Part of Advances in Neural Information Processing Systems 35 (NeurIPS 2022) Main Conference Track
shaohui peng, Xing Hu, Rui Zhang, Ke Tang, Jiaming Guo, Qi Yi, Ruizhi Chen, xishan zhang, Zidong Du, Ling Li, Qi Guo, Yunji Chen
Hierarchical reinforcement learning (HRL) has been proven to be effective for tasks with sparse rewards, for it can improve the agent's exploration efficiency by discovering high-quality hierarchical structures (e.g., subgoals or options). However, automatically discovering high-quality hierarchical structures is still a great challenge. Previous HRL methods can only find the hierarchical structures in simple environments, as they are mainly achieved through the randomness of agent's policies during exploration. In complicated environments, such a randomness-driven exploration paradigm can hardly discover high-quality hierarchical structures because of the low exploration efficiency. In this paper, we propose CDHRL, a causality-driven hierarchical reinforcement learning framework, to build high-quality hierarchical structures efficiently in complicated environments.
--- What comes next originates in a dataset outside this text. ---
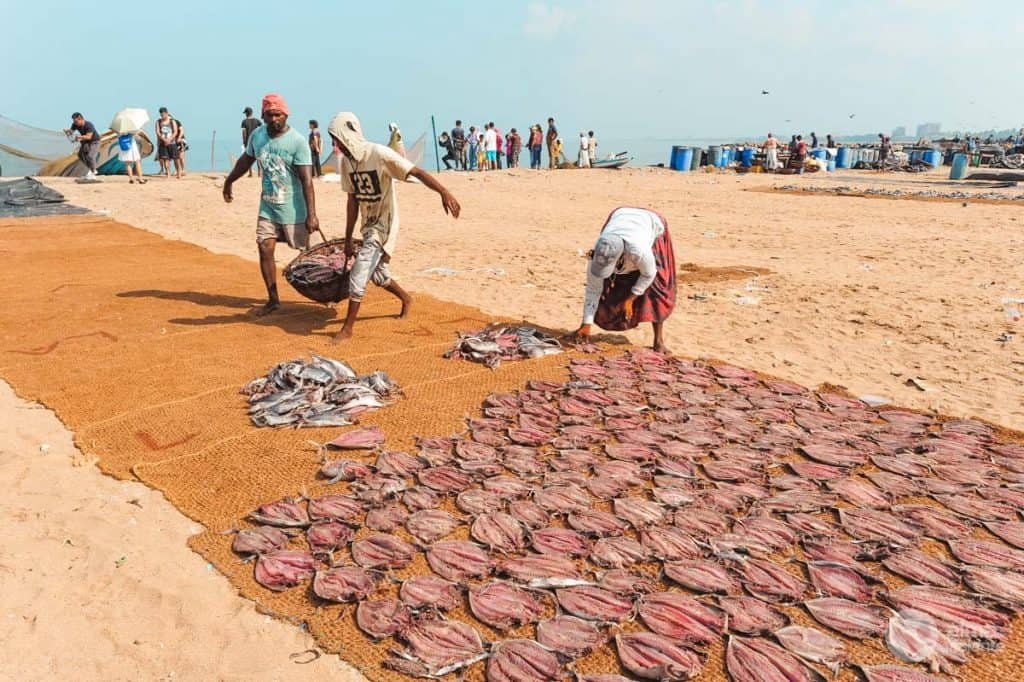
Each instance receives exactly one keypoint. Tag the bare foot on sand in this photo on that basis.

The key insight is that the causalities among environment variables are naturally fit for modeling reachable subgoals and their dependencies; thus, the causality is suitable to be the guidance in building high-quality hierarchical structures. Roughly, we build the hierarchy of subgoals based on causality autonomously, and utilize the subgoal-based policies to unfold further causality efficiently. Therefore, CDHRL leverages a causality-driven discovery instead of a randomness-driven exploration for high-quality hierarchical structure construction. The results in two complex environments, 2D-Minecraft and Eden, show that CDHRL can discover high-quality hierarchical structures and significantly enhance exploration efficiency.